Tucker v. Pentrich et al
ORDER Denying Plaintiff's 100 , 108 Motions for Relief From Judgment. Signed by District Judge Nancy G. Edmunds. (KWin)
UNITED STATES DISTRICT COURT
EASTERN DISTRICT OF MICHIGAN
Case No. 09-13246
Honorable Nancy G. Edmunds
T. PENTRICH, et al.,
ORDER DENYING PLAINTIFF’S MOTION FOR RELIEF FROM JUDGMENT [100 &
Pro se Plaintiff L. Tucker has filed multiple motions under Federal Rule of Civil
Procedure 60(b) seeking the Court to correct or vacate the stipulated order of dismissal
entered in this case on April 9, 2016. (Dkt. 100 & 108). According to Tucker, his consent
to the stipulated order was premised on Defendants’ assurance that he would receive an
award of approximately $7,100 in exchange for executing a general release. In the end,
however, Tucker’s settlement funds were applied to his outstanding prison debt, leaving
him with nothing.
Even if the Court did have jurisdiction to consider Tucker’s motion, which it does not,
his argument lacks merit. Indeed, Tucker appears to be confusing two distinct concepts:
offset under the State Correctional Facility Reimbursement Act, Mich. Comp. Laws §
800.401 et seq, which is excluded under the settlement agreement, and offset for
institutional debt, which is expressly permitted. See (Defs’ Resp. Settlement Agreement,
Ex. A, ¶ 2) (“The Settlement Proceeds may be subject to offset for liens, court costs,
institutional debt . . . .”) (emphasis added); (Settlement Hrg. March 10, 2016, Tr. 3:10-13)
(The settlement proceeds “will first be subject to any payment of the debt on [Tucker’s]
prison account . . . .”) (emphasis added). The funds were applied to Tucker’s prison debt,
not the costs associated with his incarceration.

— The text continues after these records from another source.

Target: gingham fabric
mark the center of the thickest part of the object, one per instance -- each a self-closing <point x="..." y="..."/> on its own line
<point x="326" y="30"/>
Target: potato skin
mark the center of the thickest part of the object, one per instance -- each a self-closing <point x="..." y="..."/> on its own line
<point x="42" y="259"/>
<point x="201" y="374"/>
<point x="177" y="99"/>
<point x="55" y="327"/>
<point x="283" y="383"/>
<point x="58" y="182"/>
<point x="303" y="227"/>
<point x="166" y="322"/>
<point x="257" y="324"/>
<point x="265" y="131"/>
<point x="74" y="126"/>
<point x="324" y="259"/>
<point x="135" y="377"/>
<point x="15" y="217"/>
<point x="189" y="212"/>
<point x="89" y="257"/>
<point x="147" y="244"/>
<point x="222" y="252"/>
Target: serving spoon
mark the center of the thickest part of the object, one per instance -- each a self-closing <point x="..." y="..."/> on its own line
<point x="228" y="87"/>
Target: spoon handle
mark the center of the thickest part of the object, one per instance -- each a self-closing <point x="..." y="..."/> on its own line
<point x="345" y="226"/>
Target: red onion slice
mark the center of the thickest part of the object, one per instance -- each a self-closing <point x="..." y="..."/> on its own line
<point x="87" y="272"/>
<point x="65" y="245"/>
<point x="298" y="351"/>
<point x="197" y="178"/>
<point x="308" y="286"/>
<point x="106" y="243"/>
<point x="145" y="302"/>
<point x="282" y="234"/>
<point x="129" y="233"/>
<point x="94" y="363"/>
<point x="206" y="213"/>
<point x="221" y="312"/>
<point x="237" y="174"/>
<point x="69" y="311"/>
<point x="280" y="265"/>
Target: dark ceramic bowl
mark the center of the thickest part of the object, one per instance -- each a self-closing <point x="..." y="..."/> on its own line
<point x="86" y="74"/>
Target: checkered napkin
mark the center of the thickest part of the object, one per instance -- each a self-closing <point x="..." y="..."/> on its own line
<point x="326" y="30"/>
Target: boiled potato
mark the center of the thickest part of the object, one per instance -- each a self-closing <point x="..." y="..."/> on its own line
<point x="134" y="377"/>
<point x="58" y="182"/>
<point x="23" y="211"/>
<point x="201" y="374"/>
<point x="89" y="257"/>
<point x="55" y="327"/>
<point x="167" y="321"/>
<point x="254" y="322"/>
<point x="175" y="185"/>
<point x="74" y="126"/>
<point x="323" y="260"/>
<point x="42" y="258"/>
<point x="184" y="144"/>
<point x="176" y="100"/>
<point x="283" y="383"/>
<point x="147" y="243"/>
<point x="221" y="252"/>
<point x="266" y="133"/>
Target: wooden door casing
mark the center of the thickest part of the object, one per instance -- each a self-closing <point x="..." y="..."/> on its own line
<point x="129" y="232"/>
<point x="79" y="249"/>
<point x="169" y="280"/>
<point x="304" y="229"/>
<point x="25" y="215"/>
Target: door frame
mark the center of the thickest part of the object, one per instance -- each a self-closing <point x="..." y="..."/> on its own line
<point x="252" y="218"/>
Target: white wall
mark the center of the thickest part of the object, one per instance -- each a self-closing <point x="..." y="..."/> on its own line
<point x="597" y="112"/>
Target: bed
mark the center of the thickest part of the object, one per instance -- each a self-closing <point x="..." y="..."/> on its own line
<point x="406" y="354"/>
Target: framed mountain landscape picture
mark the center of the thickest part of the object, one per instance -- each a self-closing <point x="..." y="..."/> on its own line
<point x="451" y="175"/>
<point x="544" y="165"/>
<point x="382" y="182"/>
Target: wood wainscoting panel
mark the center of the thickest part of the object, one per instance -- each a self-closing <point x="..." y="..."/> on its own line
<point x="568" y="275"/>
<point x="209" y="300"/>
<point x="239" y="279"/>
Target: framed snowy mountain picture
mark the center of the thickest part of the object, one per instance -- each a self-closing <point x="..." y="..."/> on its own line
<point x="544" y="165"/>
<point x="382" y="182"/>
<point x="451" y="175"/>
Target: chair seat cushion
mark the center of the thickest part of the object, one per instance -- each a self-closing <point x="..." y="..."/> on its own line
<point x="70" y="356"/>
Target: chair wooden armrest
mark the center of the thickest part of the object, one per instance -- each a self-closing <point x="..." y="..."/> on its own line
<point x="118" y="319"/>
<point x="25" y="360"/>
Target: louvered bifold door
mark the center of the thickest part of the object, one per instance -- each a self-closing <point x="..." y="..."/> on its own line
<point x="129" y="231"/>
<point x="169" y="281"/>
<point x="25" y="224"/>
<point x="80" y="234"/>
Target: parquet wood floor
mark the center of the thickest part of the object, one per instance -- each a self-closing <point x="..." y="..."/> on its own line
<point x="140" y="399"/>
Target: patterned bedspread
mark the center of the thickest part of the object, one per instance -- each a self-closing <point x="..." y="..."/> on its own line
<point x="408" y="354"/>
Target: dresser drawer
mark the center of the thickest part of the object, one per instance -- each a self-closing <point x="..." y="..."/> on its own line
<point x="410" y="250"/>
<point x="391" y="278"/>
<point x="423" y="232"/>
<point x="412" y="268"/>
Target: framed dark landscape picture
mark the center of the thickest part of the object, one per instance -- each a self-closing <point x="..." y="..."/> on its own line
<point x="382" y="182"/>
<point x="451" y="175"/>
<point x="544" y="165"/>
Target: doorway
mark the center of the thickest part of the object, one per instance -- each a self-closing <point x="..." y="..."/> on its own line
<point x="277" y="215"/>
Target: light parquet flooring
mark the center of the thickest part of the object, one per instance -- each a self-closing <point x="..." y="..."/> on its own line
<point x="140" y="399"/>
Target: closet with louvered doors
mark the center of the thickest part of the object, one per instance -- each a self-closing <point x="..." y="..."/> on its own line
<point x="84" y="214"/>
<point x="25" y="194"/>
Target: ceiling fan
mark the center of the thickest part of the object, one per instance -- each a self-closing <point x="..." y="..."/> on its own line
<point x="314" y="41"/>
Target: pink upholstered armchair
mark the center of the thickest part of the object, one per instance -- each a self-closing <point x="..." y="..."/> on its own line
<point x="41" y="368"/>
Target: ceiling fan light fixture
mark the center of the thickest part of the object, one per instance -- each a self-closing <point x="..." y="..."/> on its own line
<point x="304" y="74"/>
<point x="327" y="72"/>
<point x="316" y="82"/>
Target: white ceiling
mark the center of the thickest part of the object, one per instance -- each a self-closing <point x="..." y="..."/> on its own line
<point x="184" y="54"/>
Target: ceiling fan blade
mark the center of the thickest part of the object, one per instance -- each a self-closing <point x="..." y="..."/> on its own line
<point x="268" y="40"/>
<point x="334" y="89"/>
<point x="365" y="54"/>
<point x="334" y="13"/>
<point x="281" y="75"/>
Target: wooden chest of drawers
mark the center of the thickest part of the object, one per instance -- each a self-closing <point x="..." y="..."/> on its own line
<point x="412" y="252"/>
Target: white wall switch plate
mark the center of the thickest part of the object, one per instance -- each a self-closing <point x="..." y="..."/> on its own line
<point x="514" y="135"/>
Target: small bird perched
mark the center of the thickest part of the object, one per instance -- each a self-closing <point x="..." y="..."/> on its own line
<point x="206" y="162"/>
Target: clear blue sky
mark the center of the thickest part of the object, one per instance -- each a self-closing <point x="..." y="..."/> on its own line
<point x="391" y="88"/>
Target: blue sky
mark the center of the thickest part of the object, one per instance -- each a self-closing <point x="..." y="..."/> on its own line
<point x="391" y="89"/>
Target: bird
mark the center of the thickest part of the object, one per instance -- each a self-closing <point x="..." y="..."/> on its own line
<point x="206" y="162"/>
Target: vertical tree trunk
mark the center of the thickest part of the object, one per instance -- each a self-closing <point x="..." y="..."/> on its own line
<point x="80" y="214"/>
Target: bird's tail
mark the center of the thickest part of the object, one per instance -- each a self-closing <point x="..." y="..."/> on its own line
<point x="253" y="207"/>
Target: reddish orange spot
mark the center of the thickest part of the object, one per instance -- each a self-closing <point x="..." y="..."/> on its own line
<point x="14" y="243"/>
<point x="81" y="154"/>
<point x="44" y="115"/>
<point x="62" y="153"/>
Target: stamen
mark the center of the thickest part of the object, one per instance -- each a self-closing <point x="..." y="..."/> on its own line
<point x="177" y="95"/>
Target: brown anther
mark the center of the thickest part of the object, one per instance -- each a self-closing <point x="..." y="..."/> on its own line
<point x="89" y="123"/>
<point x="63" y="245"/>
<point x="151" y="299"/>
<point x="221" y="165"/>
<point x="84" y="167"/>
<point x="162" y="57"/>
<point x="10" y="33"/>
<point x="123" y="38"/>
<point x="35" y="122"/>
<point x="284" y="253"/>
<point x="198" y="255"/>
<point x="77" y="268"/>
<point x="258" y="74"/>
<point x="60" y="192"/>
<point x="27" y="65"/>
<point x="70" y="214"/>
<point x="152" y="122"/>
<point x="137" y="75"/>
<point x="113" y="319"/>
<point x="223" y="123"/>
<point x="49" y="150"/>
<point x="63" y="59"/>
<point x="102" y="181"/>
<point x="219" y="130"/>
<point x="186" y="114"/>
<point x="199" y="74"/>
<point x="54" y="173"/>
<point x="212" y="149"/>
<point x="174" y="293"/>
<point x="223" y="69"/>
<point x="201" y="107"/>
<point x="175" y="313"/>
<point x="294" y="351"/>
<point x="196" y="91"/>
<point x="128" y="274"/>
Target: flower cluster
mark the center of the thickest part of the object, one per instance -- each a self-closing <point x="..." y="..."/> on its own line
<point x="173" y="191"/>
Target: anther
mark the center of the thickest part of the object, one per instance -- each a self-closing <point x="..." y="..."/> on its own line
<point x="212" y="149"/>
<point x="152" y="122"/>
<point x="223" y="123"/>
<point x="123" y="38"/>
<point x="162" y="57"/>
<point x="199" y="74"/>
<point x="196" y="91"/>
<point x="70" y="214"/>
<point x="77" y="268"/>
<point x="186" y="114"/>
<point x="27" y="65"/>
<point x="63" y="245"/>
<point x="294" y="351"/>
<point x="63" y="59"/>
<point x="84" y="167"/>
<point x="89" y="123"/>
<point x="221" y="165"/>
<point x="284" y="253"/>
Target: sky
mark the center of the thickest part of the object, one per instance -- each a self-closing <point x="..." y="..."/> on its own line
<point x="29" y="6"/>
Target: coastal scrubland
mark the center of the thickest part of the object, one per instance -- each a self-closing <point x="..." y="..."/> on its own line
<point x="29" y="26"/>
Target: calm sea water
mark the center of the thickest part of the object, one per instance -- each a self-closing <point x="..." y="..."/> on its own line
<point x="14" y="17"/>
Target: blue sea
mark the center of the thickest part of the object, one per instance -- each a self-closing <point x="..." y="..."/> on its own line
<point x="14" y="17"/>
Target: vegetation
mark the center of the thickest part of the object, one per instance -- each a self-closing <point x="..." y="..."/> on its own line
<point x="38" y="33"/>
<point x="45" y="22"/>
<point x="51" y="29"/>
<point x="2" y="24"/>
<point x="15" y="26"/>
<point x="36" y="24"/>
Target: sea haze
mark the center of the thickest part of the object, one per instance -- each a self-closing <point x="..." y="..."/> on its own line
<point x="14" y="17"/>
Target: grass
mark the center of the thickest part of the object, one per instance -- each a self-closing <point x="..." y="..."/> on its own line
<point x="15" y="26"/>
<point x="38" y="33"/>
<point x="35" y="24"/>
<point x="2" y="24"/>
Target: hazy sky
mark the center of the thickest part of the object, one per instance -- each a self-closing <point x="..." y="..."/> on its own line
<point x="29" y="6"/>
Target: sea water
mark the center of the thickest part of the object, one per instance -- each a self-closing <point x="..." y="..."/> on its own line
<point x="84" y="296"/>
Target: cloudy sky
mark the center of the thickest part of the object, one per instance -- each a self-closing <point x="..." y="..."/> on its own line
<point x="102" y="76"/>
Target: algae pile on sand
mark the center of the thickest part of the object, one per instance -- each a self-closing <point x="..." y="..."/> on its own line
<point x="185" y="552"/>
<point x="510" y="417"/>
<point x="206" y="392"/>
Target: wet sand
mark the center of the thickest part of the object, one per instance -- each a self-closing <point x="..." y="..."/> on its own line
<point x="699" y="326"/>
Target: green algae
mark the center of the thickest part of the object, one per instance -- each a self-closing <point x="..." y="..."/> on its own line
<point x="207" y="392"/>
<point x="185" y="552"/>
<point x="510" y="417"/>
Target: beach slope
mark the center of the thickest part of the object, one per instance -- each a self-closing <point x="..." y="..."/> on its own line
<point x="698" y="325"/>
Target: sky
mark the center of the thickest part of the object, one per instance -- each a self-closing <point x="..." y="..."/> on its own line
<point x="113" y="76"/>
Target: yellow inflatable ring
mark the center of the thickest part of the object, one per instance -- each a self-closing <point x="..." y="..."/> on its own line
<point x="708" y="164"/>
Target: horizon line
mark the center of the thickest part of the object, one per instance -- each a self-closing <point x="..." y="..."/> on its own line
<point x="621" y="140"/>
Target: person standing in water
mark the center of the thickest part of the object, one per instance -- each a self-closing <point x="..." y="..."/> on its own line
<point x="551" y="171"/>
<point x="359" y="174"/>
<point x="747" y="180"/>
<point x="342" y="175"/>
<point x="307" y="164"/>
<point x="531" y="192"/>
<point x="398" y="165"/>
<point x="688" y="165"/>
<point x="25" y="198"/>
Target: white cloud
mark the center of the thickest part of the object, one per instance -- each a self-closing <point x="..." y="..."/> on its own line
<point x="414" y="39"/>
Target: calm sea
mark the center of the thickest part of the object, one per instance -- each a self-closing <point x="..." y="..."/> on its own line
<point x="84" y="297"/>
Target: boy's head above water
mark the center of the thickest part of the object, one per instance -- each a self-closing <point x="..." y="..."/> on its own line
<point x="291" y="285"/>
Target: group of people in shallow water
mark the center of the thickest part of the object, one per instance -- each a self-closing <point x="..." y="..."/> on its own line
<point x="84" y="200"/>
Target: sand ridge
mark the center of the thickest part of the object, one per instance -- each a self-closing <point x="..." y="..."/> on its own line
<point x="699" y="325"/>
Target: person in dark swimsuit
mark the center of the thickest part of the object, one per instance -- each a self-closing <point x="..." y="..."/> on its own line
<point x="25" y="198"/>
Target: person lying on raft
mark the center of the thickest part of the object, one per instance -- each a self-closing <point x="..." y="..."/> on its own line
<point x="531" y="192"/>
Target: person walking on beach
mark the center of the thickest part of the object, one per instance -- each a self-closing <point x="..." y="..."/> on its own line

Nevertheless, the Court lacks jurisdiction to entertain Tucker’s request. Indeed, the
Sixth Circuit, relying on the Supreme Court’s seminal decision in Kokkonen v. Guardian Life
Ins. Co., 511 U.S. 375, 114 S.Ct. 1673, 128 L.Ed.2d 391 (1994), has been clear that “a
federal district court lacks jurisdiction to enforce a settlement agreement terminating
litigation unless the court ‘expressly retained jurisdiction to enforce the settlement
agreement’ or ‘incorporated the terms of the settlement into the dismissal order.’ ” McAlpin
v. Lexington 76 Auto Truck Stop, Inc., 229 F.3d 491, 501 (6th Cir. 2000). Here, similar to
Kokkonen, the dismissal order “did not so much as refer to the settlement agreement.”
Caudill v. North American Media Corp., 200 F.3d 914, 917 (6th Cir. 2000). Nor did the
Court otherwise agree to retain jurisdiction over the settlement agreement. For those
reasons, the Court must, and does, DENY Tucker’s motion. See Kokkonen, 511 U.S. at
378 (“Enforcement of [a] settlement agreement, . . . whether through award of damages or
decree of specific performance, is more than just a continuation or renewal of the
dismissed suit, and hence requires its own basis for jurisdiction.”).
s/Nancy G. Edmunds
Nancy G. Edmunds
United States District Judge
Dated: January 9, 2017
I hereby certify that a copy of the foregoing document was served upon counsel of record
on January 9, 2017, by electronic and/or ordinary mail.